White House Mulls Replacing Azar at Health and Human Services

Health and Human Services Secretary Alex Azar speaks at a news conference, Tuesday, Jan. 28, 2020, in Washington, about the federal government's response to a virus outbreak originating in China that has has sickened thousands of people and killed more than 100. (AP Photo/Patrick Semansky)

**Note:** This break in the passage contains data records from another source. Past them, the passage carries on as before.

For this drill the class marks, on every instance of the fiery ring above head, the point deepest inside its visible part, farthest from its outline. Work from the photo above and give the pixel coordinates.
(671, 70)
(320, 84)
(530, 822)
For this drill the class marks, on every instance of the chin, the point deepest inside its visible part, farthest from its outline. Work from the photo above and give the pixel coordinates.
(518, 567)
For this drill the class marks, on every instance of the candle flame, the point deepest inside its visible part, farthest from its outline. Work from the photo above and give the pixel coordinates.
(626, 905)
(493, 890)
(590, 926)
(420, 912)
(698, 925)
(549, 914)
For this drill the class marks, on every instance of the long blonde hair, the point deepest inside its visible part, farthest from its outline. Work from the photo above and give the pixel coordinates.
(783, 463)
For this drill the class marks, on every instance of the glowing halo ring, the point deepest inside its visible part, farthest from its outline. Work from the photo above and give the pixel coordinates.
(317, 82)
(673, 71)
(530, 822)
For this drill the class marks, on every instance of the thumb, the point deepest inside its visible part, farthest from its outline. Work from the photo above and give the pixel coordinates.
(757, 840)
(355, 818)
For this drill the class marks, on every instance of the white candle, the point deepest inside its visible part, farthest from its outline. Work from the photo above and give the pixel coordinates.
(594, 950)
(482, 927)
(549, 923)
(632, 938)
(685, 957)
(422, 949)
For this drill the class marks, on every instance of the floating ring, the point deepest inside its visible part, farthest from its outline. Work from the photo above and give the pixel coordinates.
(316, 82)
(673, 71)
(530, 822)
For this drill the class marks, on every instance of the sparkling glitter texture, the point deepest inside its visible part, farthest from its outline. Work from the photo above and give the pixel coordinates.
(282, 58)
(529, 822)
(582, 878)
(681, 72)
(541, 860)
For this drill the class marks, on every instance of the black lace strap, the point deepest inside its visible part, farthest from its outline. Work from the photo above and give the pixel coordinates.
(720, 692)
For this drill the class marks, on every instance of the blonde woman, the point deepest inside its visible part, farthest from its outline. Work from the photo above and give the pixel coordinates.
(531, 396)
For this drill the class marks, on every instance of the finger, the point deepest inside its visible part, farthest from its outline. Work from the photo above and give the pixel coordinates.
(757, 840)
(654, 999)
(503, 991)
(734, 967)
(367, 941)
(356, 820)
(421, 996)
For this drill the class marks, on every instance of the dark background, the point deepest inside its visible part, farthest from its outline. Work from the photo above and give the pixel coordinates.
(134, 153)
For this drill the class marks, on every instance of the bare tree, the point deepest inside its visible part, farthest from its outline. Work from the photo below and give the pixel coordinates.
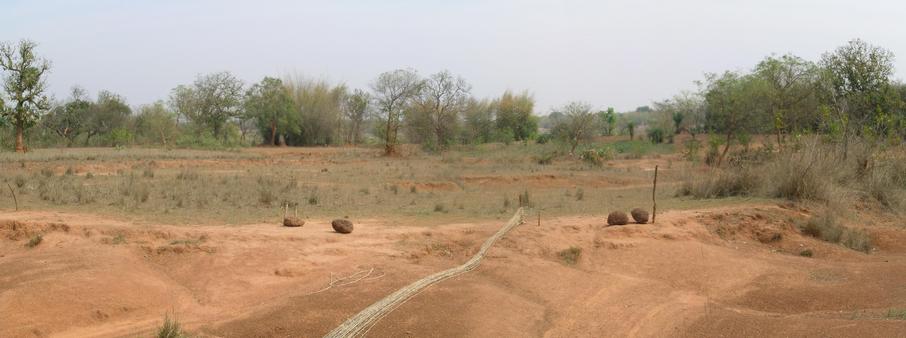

The White House is thinking of replacing a major player in the administration’s response to the coronavirus as Health and Human Services Secretary Alex Azar’s head appears to be on the chopping block, according to several Washington sources.

Politico says that “four people familiar with the discussions” confirm that Azar’s days may be numbered at HHS. But Trump will think very carefully about replacing Azar, who has been under attack from all sides — including aides at the White House. It would not look good for the president to appear to be blaming Azar for any deficiencies in the coronavirus response by firing him. At least, that’s how the media will portray the change.

Senior officials’ long-standing frustrations with the health chief have mounted during the pressure-packed response to the Covid-19 outbreak, with White House aides angry this week about Azar’s handling of the ouster of vaccine expert Rick Bright. At a recent task force meeting, Azar assured Vice President Mike Pence that Bright’s move to the National Institutes of Health was a promotion — only for Bright and his lawyers to release a statement that he would soon file a whistleblower complaint against HHS leadership, blindsiding White House officials, according to three officials familiar with the meeting.

White House officials also have blamed Azar for long-running turmoil at the health department and a series of media reports that portrayed him as urging Trump to act on the Covid-19 outbreak in January, only for the president and his aides to disregard Azar’s warnings as alarmist. Azar has denied the reports, saying that Trump “never once rejected, turned down or dismissed a recommendation” of his or the task force’s.

“Blindsiding White House officials” is not a recipe for longevity in any administration. Azar may have indeed worn out his usefulness, but the PR fallout wouldn’t be Trump’s only problem: who else can do the job?

Among the names on the short list to replace Azar are White House coronavirus coordinator Deborah Birx, Medicare chief Seema Verma and deputy HHS Secretary Eric Hargan, said the four people familiar with the talks.

Verma has clashed with Azar on several occasions and is probably the most logical choice to run a trillion-dollar department. She’s solid with conservatives and Trump apparently likes her.

For Azar, the statement put out by the White House to scotch rumors of a change does not bode well for him.

“The Department of Health and Human Services, under the leadership of Secretary Azar, continues to lead on a number of the President’s priorities. Any speculation about personnel is irresponsible and a distraction from our whole-of-government response to COVID-19,” said deputy press Secretary Judd Deere in a statement Saturday.

Not exactly a ringing endorsement.

Azar has not been the most visible administration member during this crisis, and that’s probably how it should be. The public doesn’t need to hear from bureaucrats. They need facts from medical professionals. While testing snafus are not directly his fault, the CDC is part of his department and hence, his responsibility.

I’m sure Azar did the best he could in an impossibly difficult situation. But maybe some sort of change is necessary as we move from controlling the pandemic to rebuilding the economy.